Menu
Grafana Cloud

Sift analysis - Kube crashes

Overview

This analysis finds pods in the specified namespace (and optionally cluster) that have crashed during the investigation time range, either due to an application error or an OOMKill.

Inputs

  • Required:

    • namespace in Prometheus datasource, and
    • namespace in Loki datasource
  • Optional:

    • cluster (to narrow down the scope to a single cluster)

How it works

Step 1: Find crashing pods and their workloads

Find crashing containers and their associated workloads in the specified namespace and (optionally) cluster using metrics from kube-state-metrics.

Step 2: Sorts results

We split the crashes into two groups, those caused by OOMKills and those caused by crashes (using the reason label).

Step 3: Define events

We create an event for each crash.

Step 4: Locate reasons for crashes

We find the reason for each crash by interpolating the following query template with a filter for namespace/cluster/pod and searching the discovered Loki datasource for logs:

%s |~`(?i)(panic:|traceback |error:|fatal)` !~`(?i)(info|debug)`

This step is currently optional, and does not always run for every analysis.

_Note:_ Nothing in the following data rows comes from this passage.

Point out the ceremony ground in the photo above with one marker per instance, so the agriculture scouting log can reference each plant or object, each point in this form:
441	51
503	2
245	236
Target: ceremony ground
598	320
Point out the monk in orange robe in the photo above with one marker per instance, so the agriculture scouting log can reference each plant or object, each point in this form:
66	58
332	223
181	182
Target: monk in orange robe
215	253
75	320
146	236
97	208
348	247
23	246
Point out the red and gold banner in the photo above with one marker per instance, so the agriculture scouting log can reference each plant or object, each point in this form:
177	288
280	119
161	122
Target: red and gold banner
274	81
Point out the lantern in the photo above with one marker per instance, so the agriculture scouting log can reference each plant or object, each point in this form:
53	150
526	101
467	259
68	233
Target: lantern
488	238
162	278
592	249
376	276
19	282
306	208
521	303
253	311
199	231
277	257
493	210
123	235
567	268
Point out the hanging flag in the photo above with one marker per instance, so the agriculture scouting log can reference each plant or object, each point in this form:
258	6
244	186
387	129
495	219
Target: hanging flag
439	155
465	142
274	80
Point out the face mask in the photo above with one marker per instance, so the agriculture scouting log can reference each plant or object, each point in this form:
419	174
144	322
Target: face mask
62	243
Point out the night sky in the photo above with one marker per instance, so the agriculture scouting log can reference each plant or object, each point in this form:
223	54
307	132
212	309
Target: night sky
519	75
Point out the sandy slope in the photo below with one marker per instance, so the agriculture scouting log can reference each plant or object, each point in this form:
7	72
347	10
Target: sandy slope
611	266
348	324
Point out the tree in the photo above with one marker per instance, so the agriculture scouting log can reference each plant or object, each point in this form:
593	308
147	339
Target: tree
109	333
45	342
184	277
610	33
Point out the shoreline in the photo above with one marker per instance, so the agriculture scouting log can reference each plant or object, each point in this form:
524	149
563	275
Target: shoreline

What resources does this analysis use?

  • Prometheus datasource - Range query
  • Loki datasource - Logs range query

How does this analysis determine when a result is interesting?

  • The results are interesting if we locate one or more crashes.

What configurations options are available for this analysis?

This check has no configurable parameters except for the Prometheus and Loki datasources.